Color, like music, while subjected to positive rules of harmony, appeals to natures according to the responsiveness of their nerve sense, and the practical decorator in dealing with a customer should discover at the outstart the character of that nerve sense. Some natures respond to the normal colors, barbaric colors. Some respond to the softer tints and are disturbed by the sharper tones. A dulled sense requires sharp contrasts; a quickened sense is satisfied with the soft gray tones.
A demonstration of four examples in color may serve the purpose of determining one’s color sense.
First. Combinations of normal primary and secondary colors, (a) arranged in contrasts, (b) in analogies.
Second. Combinations of tones of the above colors, (a) arranged in contrasts, (b) in analogies.
Third. Combinations of tints of the above colors, (a) arranged in contrasts, (b) in analogies.

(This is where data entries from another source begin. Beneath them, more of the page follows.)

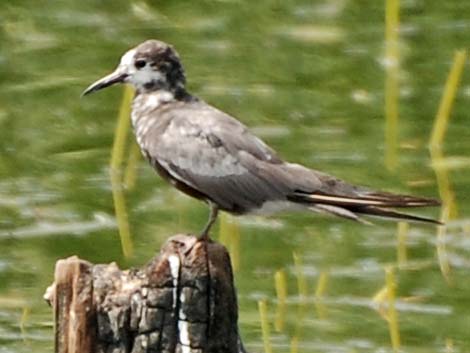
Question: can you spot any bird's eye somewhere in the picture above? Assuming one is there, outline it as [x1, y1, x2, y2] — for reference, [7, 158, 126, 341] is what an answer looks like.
[134, 59, 147, 70]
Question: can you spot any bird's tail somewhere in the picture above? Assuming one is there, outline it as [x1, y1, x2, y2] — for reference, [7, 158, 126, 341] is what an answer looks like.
[289, 190, 442, 224]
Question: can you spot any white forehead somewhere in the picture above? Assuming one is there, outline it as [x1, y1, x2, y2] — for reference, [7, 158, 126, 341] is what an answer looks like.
[120, 49, 135, 66]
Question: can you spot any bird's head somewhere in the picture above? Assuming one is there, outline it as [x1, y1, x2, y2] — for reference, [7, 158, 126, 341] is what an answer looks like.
[83, 40, 186, 95]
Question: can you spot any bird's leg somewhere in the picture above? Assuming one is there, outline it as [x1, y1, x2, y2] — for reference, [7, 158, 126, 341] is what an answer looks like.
[199, 201, 219, 240]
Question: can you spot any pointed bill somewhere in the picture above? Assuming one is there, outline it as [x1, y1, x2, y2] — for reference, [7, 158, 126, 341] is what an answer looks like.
[82, 67, 127, 97]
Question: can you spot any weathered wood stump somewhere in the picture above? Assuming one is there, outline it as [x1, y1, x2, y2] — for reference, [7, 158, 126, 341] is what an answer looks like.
[44, 235, 245, 353]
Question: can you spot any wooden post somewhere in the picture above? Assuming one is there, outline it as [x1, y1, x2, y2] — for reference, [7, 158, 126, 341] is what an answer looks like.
[45, 235, 245, 353]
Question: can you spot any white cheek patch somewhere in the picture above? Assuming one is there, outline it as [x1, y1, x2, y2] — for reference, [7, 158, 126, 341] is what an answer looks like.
[129, 66, 166, 87]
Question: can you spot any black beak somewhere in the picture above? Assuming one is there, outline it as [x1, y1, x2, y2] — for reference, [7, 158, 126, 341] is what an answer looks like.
[82, 68, 127, 97]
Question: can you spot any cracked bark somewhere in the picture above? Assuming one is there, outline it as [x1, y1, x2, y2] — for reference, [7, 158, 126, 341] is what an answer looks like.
[45, 235, 245, 353]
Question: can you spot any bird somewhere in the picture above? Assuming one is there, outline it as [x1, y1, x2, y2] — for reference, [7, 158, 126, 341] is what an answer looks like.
[82, 39, 440, 240]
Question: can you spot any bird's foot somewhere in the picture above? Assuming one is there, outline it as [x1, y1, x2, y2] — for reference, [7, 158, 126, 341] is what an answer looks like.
[197, 230, 210, 242]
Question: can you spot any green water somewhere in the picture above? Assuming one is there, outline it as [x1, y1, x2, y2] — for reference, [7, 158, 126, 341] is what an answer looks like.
[0, 0, 470, 353]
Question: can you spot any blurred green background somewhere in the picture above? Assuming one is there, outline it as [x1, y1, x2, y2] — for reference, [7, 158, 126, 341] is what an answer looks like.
[0, 0, 470, 353]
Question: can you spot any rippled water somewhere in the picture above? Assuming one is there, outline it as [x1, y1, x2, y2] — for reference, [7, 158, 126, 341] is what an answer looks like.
[0, 0, 470, 353]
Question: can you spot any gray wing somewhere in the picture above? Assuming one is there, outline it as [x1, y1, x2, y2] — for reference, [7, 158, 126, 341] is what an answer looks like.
[140, 102, 438, 222]
[145, 102, 320, 213]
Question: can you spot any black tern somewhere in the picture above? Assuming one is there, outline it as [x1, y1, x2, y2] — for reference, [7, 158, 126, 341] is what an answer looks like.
[83, 40, 440, 239]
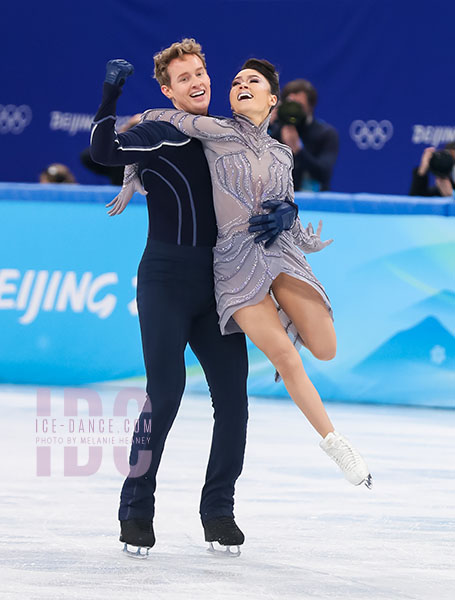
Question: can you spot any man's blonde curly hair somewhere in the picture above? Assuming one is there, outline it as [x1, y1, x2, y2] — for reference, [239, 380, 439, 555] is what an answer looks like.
[153, 38, 207, 87]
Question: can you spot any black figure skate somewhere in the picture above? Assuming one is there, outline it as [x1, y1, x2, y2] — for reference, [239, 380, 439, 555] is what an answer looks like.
[120, 519, 155, 558]
[202, 517, 245, 557]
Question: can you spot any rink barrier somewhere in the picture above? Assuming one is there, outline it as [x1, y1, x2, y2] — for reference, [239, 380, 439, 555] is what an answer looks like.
[0, 184, 455, 408]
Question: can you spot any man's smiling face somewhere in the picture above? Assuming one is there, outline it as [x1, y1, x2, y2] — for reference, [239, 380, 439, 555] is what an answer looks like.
[161, 54, 210, 115]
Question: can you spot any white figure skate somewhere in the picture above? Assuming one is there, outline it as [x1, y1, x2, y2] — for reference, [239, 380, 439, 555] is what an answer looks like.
[319, 431, 373, 489]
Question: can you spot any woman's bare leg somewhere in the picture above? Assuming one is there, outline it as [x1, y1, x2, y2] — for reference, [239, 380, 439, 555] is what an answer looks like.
[234, 296, 334, 437]
[272, 273, 337, 360]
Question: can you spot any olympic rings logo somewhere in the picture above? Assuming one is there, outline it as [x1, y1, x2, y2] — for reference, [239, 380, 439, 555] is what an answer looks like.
[0, 104, 32, 135]
[349, 119, 393, 150]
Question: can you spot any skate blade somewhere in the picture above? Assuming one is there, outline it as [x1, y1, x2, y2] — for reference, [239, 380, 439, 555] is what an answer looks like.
[207, 542, 241, 558]
[363, 474, 373, 490]
[123, 542, 150, 560]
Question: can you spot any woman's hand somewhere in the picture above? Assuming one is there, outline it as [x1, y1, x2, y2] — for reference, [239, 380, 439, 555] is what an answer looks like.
[304, 221, 333, 254]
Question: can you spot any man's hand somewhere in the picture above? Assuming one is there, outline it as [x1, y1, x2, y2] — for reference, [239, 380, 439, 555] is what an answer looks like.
[104, 58, 134, 87]
[417, 146, 436, 175]
[248, 200, 298, 248]
[435, 177, 453, 196]
[280, 125, 303, 154]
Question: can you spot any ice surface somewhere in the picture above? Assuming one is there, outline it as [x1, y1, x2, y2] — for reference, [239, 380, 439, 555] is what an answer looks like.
[0, 386, 455, 600]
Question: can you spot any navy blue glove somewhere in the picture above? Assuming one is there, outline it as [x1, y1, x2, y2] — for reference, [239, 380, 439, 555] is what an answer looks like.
[104, 58, 134, 87]
[248, 200, 299, 248]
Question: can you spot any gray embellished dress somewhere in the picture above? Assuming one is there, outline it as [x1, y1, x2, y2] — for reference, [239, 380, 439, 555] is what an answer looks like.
[143, 109, 332, 345]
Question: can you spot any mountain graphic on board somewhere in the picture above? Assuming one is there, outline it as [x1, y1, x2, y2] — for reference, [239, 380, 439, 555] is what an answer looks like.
[353, 317, 455, 375]
[399, 290, 455, 331]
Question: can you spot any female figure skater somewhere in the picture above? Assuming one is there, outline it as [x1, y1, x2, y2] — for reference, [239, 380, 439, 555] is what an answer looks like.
[111, 59, 372, 488]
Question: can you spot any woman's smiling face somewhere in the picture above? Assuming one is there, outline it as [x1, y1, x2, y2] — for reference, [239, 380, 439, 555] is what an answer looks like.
[229, 69, 277, 124]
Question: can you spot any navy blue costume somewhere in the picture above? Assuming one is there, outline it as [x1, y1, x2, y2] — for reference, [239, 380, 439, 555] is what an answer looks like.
[91, 83, 248, 521]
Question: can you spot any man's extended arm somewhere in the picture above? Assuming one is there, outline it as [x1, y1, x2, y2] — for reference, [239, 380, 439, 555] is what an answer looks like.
[90, 82, 191, 165]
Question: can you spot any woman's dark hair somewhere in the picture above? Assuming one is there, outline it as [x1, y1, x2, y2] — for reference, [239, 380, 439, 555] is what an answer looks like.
[281, 79, 318, 108]
[240, 58, 280, 101]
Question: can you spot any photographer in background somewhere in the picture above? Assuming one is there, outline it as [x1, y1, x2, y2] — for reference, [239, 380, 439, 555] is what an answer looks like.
[269, 79, 338, 191]
[409, 142, 455, 196]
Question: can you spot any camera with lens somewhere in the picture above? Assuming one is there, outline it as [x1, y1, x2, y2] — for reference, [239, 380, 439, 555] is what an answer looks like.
[429, 150, 455, 179]
[277, 100, 307, 127]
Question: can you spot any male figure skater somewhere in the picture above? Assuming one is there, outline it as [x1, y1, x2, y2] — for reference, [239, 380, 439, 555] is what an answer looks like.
[91, 39, 295, 554]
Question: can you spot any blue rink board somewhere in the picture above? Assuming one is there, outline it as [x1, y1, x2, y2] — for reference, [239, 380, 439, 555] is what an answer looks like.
[0, 184, 455, 408]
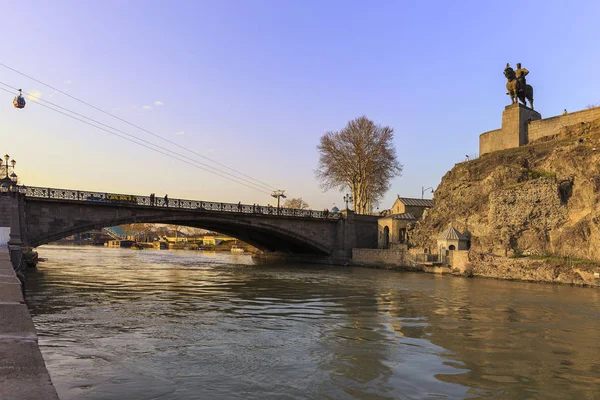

Fourth. Combinations of the gray (tertiary) tones of the above colors, (a) arranged in contrasts, (b) in analogies.
95. Do not allow your personal color-sympathies to dominate your work. All colors have their usefulness, for there are occasions when it is proper they should be used, apart from any question of harmony; one must consider always the uses of colors, the lights, and the purpose of the room under treatment.
96. Nature gives to the dark forest depths great brilliancy of floriculture, and dark-skinned people indulge unconsciously the same bright scale of color. But as we come out of the forest and advance in civilization we use barbaric colorings more discriminately.
97. We employ gold, orange or yellow for the north room not for inherent beauty, but for the sense of warmth which they convey to an atmosphere chilled by the absence of sunlight. We employ receding colors in a small room that the room may look larger. We employ cold colors in a sunny room, especially in the summer home, for reasons psychological rather than æsthetic.